Les conditions de vie sur Terre deviennent de plus en plus difficiles, à cause des dérèglements causés par l'homme sur l'environnement. A tel point que ce pourrait bien être la fin de la civilisation.
A Cambridge, John Renfrew tente alors une expérience de physique qui semble incroyable : il s'agit d'établir une communication avec des savants du passé grâce aux propriétés des tachyons. But de l'opération : leur permettre d'éviter les erreurs qui ont conduit l'humanité dans une impasse. Plus incroyable encore, en ces temps ou l'argent public est réservé en priorité aux problèmes les plus urgents, les autorités soutiennent l'expérience par l'intermédiaire d'un de leurs représentants, pris au jeu de cette entreprise insensée qui sonne comme le dernier espoir de l'humanité.
En Californie, en 1963, Gordon Berstein un autre physicien se heurte lors d'une expérience à un phénomène inattendu : un incompréhensible bruit parasite vient perturber les résultats. Ce qui est d'abord pris pour une défaillance matérielle est peut-être la prémisse d'une découverte fondamentale. C'est en tout cas ce que finit par penser Gordon, au point de mettre en danger sa carrière et sa vie de couple afin de résoudre ce mystère.
Gregory Benford est lui-même physicien et on sent qu'il connaît bien le milieu décrit dans ce roman. La vie quotidienne d'un chercheur y apparaît dans ses moindres détails, complètement démythifiée et bien loin des clichés. La communauté scientifique y est décrite sous toutes ses facettes, pas toujours flatteuses d'ailleurs. On y assiste à de longues et fastidieuses expériences dont les résultats sont aux mieux incertains. Les relations entre collègues sont parfois tendues par des rivalités déplacées où le souci du prestige personnel l'emporte parfois sur la découverte scientifique, du moins pour certains vieux savants aigris. Le plus étonnant est de découvrir le manque d'ouverture d'esprit qui amène le rejet de découvertes remettant en cause des théories bien établies.
Gregory Benford brosse donc avec Un paysage du temps un portrait précis, méticuleux et sans complaisance du monde scientifique. Mais non sans une certaine tendresse. Ainsi, toutes les épreuves, toutes les heures perdues, les interrogations, les déceptions trouvent-elles leur compensation lors de la découverte, instant magique et si bref de la compréhension, dont l'auteur restitue toute l'exaltante intensité.

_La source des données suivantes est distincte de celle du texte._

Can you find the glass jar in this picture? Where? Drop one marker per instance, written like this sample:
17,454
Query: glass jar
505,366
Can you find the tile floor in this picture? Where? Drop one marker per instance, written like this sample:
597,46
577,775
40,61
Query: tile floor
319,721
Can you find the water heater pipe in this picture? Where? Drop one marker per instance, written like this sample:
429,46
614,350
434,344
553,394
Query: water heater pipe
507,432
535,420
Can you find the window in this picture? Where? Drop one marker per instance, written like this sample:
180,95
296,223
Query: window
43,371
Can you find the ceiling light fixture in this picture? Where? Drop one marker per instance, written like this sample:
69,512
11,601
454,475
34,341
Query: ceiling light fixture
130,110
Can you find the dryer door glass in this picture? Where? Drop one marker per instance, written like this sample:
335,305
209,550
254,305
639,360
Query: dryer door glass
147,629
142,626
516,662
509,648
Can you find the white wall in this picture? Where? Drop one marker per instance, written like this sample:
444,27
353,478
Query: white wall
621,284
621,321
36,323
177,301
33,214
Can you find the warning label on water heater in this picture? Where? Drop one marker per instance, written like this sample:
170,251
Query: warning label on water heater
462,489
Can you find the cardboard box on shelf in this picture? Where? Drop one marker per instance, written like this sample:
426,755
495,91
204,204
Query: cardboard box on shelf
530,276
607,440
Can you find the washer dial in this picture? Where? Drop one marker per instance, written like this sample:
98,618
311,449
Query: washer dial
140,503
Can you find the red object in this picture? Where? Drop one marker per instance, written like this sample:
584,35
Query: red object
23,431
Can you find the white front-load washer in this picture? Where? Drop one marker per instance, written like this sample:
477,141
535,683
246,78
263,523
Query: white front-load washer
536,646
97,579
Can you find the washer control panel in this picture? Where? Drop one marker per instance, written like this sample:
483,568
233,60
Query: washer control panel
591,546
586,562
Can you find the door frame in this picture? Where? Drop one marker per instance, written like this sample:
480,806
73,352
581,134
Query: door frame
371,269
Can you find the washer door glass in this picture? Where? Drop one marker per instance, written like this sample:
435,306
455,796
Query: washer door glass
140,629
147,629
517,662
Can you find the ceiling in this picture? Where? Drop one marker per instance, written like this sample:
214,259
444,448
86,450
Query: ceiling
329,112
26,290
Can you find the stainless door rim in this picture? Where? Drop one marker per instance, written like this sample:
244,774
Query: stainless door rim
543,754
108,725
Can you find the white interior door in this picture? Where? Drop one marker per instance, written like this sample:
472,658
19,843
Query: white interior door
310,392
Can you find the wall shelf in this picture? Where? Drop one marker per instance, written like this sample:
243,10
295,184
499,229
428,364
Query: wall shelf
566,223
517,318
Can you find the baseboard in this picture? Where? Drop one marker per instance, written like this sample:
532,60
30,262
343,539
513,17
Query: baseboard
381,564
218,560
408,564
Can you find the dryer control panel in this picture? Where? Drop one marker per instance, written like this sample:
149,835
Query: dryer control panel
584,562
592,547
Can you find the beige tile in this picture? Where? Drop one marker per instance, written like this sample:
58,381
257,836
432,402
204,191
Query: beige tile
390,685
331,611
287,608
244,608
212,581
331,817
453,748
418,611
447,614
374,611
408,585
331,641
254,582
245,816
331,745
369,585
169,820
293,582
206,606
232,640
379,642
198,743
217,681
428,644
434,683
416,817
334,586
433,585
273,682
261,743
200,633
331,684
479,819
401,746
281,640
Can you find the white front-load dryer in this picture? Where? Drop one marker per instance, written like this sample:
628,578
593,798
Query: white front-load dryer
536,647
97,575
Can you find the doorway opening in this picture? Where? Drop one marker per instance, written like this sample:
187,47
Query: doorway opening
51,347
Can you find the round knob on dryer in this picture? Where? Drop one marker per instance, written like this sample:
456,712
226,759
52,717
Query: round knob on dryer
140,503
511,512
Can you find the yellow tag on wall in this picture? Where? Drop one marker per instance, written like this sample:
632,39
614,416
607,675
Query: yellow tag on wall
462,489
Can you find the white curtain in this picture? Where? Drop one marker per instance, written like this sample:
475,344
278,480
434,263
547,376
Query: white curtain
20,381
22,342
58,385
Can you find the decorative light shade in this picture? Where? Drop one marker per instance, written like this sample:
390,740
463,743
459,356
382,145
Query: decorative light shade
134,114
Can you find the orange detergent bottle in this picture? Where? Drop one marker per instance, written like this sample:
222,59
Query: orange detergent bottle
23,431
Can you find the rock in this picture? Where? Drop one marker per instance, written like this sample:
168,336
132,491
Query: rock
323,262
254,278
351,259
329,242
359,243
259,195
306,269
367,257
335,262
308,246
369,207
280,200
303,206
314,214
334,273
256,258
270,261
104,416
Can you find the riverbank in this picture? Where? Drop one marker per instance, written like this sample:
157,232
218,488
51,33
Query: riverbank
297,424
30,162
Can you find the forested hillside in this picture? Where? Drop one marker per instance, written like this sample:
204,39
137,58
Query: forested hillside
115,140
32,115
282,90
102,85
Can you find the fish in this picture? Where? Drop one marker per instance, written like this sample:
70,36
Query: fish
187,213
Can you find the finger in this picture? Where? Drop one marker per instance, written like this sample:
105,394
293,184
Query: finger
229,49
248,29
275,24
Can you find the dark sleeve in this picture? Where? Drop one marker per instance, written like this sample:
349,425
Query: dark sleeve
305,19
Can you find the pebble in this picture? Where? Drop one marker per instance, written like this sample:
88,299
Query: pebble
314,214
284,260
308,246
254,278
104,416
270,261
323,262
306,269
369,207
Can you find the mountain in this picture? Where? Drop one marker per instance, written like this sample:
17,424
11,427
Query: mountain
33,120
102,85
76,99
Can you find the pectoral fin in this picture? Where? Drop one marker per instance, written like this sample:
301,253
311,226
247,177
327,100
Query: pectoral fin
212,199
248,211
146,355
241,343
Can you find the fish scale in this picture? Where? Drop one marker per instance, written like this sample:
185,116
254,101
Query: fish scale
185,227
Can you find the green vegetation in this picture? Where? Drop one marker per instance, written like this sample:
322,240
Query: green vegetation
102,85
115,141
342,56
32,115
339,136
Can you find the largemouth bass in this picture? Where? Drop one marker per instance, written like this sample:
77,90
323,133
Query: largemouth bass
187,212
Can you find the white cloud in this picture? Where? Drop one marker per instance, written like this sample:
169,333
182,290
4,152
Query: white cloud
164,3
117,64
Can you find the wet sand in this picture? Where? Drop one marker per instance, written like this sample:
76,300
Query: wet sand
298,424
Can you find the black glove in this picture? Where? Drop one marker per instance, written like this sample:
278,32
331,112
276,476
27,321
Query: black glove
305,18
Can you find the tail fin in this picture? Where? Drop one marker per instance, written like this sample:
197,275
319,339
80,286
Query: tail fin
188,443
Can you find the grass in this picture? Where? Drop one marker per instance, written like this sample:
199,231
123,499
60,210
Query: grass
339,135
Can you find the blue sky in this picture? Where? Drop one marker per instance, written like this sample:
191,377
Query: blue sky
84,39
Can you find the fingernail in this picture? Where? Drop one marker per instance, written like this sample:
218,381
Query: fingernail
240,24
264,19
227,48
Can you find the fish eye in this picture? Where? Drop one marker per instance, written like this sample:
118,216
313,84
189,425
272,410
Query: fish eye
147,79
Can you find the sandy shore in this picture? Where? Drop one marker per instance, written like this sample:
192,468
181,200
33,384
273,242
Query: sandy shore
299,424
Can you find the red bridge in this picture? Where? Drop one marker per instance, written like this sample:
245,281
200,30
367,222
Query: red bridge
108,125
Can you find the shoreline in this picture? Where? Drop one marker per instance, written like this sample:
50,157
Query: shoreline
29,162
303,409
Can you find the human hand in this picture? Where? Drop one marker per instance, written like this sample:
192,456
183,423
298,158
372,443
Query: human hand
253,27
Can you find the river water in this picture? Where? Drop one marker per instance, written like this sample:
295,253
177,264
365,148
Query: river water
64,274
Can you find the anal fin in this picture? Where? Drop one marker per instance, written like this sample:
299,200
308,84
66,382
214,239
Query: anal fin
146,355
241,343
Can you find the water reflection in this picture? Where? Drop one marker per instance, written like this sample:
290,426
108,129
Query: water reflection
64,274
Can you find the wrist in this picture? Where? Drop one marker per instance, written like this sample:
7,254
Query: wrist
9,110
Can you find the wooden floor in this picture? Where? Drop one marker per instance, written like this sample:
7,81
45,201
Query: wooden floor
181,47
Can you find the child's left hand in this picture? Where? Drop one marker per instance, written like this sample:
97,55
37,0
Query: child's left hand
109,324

Un paysage du temps aurait pu être un roman rébarbatif. D'ailleurs nul doute que ce sera l'avis de certains lecteurs totalement allergiques à la science. Pourtant Gregory Benford parvient à maintenir un équilibre délicat où s'entrelacent la vie privée de ses personnages et la description du milieu scientifique. La menace qui pèse sur l'humanité conduit au recours à une forme de voyage dans le temps, un thème classique de la science-fiction traité ici avec une grande rigueur, la trouvaille de l'auteur pour expliquer les paradoxes étant particulièrement habile. L'alternance du passé et du présent et l'opposition de deux époques différentes dynamisent également le récit. Mais ce roman est avant tout une ode un peu nostalgique à la science et à la curiosité face à l'univers ; une oeuvre à l'atmosphère envoûtante, avec une galerie de personnages si riches et si fouillés qu'on a l'impression d'avoir partagé un moment de la vie des protagonistes. Ce n'est pas une mince réussite.